Question

In a recent survey, 60% of the community favored building a health center in their neighborhood. If 14 citizens are chosen, find the probability that exactly 5 of them favor the building of the health center.

Answer 1

Answer:

Probability that exactly 5 of them favor the building of the health center is 0.0408.

Step-by-step explanation:

We are given that in a recent survey, 60% of the community favored building a health center in their neighborhood.

Also, 14 citizens are chosen.

The above situation can be represented through Binomial distribution;

$P(X=r) = \binom{n}{r}p^{r} (1-p)^{n-r} ; x = 0,1,2,3,.....$

where, n = number of trials (samples) taken = 14 citizens

         r = number of success = exactly 5

        p = probability of success which in our question is % of the community

              favored building a health center in their neighborhood, i.e; 60%

LET X = Number of citizens who favored building of the health center.

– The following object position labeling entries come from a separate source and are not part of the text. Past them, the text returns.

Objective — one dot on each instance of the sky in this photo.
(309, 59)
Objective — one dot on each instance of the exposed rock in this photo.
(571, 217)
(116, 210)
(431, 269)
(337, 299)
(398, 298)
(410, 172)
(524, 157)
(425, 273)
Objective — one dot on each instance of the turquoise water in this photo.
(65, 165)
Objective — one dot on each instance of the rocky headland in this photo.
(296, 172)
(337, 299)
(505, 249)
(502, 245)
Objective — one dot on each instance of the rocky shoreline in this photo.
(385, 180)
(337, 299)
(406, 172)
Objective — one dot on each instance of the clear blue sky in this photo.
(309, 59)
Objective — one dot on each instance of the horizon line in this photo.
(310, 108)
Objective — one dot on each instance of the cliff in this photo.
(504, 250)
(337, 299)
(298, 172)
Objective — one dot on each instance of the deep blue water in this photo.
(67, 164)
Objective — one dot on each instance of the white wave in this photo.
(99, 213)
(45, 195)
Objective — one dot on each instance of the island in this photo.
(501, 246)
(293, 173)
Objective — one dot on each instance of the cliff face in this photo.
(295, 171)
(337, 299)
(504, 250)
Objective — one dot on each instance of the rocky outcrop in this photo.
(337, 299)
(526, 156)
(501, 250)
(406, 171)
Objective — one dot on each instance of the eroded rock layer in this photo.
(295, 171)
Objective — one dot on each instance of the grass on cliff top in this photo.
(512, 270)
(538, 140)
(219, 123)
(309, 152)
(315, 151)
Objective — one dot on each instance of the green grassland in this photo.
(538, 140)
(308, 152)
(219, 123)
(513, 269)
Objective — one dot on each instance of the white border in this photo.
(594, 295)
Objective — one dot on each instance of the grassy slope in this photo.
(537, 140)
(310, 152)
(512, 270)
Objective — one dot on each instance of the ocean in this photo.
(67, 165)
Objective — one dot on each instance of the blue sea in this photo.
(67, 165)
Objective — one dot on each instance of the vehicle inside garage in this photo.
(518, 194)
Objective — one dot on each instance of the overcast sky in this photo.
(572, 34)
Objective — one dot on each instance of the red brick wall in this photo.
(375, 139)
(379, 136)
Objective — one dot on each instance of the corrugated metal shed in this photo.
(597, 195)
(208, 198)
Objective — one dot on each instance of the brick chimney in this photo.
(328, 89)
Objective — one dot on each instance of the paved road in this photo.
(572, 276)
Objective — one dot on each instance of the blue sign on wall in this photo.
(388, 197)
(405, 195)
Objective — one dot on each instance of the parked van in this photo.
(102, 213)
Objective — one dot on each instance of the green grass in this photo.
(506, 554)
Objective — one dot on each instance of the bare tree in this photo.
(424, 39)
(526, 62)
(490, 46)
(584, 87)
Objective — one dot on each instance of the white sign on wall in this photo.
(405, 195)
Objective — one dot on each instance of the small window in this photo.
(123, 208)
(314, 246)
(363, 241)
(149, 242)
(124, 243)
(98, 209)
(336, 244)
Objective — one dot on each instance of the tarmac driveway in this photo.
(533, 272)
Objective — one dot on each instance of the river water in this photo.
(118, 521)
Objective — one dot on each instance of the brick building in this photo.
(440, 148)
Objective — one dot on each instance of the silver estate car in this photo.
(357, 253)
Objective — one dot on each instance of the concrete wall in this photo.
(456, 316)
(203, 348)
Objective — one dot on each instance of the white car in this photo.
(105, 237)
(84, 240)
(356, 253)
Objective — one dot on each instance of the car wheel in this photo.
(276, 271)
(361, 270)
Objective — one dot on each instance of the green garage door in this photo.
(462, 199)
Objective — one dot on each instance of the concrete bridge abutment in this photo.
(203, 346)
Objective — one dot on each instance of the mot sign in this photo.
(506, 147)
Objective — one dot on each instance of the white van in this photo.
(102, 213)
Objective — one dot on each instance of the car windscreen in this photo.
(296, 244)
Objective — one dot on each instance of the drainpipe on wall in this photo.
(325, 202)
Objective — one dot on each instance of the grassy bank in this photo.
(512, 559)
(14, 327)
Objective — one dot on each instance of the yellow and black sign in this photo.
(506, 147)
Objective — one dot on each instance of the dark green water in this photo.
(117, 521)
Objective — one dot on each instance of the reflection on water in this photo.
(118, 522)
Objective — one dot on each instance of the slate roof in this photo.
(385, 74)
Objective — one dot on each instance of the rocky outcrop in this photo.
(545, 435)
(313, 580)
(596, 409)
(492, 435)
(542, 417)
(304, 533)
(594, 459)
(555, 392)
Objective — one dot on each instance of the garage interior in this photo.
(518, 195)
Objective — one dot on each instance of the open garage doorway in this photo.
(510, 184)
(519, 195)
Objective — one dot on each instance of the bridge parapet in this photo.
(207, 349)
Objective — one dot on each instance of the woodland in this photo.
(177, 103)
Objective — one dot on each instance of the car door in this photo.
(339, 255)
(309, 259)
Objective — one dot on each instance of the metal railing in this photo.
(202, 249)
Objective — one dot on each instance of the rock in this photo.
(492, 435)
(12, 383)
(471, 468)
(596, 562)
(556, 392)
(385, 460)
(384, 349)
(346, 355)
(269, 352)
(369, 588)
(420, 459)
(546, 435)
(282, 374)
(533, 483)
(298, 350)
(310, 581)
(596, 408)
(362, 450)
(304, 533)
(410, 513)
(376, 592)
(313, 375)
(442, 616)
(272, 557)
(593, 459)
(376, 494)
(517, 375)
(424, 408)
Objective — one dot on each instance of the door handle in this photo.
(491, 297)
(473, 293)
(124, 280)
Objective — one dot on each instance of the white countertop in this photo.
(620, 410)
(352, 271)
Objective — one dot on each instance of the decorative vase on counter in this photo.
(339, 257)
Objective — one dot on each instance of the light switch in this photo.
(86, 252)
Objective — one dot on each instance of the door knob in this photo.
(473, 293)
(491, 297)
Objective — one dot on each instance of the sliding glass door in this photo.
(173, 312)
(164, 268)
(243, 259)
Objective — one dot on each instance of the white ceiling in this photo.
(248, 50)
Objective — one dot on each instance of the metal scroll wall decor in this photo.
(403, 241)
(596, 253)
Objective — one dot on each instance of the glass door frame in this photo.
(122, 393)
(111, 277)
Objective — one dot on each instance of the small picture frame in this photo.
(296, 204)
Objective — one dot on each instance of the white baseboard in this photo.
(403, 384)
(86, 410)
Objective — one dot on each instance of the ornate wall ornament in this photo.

So, it means X ~ $Binom(n=14, p=0.60)$

Now, Probability that exactly 5 of them favor the building of the health center is given by = P(X = 5)

        P(X = 5) = $\binom{14}{5} \times 0.60^{5} \times (1-0.60)^{14-5}$

                      = $2002 \times 0.60^{5} \times 0.40^{9}$

                      = 0.0408

Therefore, Probability that exactly 5 of them favor the building of the health center is 0.0408.